While machine learning applications for classifying data items like tweets or news articles have recently experienced tremendous growth, the process of building a labeled training dataset for these methods continues to be a tremendous challenge. A quality labeled training dataset is critical for machine learning. It is the foundation an algorithm uses to learn to classify future data items. Yet human coders must often expend considerable amounts of time and resources to build this dataset, and it can be even more challenging to ensure consistency between human coders.
RTI Data Scientist Rob Chew experienced this firsthand on a number of Center for Data Science projects and imagined a user-friendly tool that could make the labeling process more efficient and enjoyable. Recently, with support from the National Consortium for Data Science as a 2017-2018 Data Fellow, Rob led a team to develop SMART: Smarter Manual Annotation for Resource-constrained collection of Training data.
The primary goal of SMART is to make the data labeling process more manageable for research teams looking to build out training datasets for classification tasks. While marketplaces exist for outsourcing data labeling, researchers often cannot utilize these options for restricted access datasets or complex labeling structures that require expert knowledge. The SMART platform addresses these challenges by providing a secure platform for in-house coders with comprehensive metrics to ensure consistency between coders.
The secondary goal of SMART is to encourage further innovation in active learning methods by machine learning researchers. In many existing data labeling processes, human coders receive data items in a random order. With active learning, SMART learns from past codes and only shows coders the data items it is most uncertain about classifying, thereby gaining the most knowledge from each new item. Machine learning researchers can also use the SMART platform to compare alternative active-learning algorithms.

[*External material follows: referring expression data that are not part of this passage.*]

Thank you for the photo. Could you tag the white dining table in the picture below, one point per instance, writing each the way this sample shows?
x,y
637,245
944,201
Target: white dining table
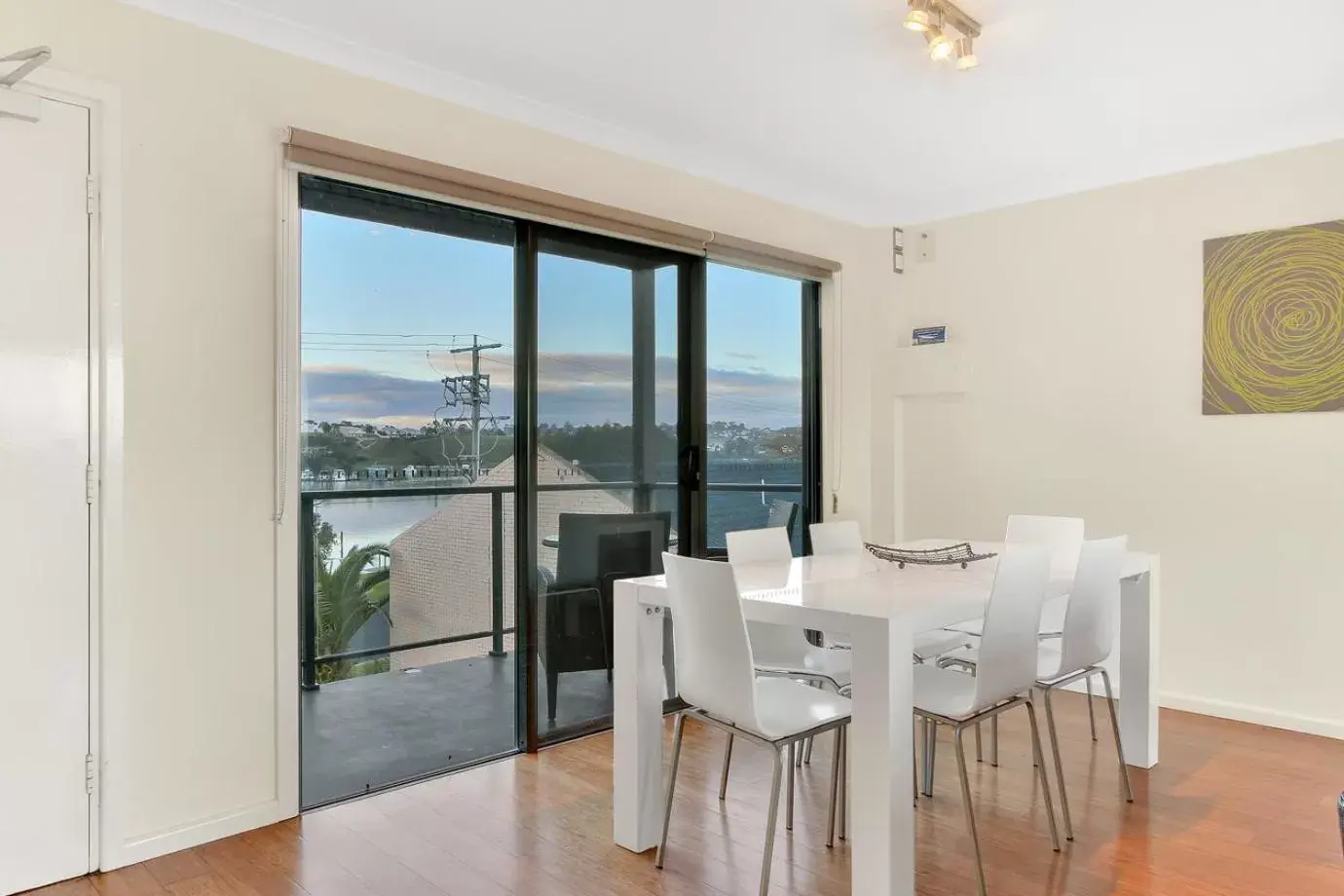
x,y
880,608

SMART is available to the public on GitHub. At the moment, it supports text classification only. In the future, Rob hopes to extend support to image classification and to allow for multi-labeling. By publishing SMART as an open-source tool, Rob hopes to continue to improve the platform so that machine learning becomes even more accessible to researchers at RTI and beyond.
The idea for SMART and many similar innovations emerged from the rapidly accelerating demand for data science at RTI. Over its five-year history, the RTI Center for Data Science has enabled our researchers to use a wide array of machine learning, natural language processing, computer vision, and other data science methods to solve problems with massive amounts and varieties of data. Data Scientist Michael Wenger and Summer Intern Caroline Kery were crucial members of the SMART development team and spearheaded key components of the year-long project. Michael said that building SMART was a terrific opportunity to use backend, frontend, and modeling skills and that “developing a full stack application to assist in data annotation brought many challenges but was a great learning experience.” Caroline said that the work was important to her experience as a rising graduate student, and she especially appreciated the mentorship from both Rob and Michael that helped her improve her programming knowledge and practices.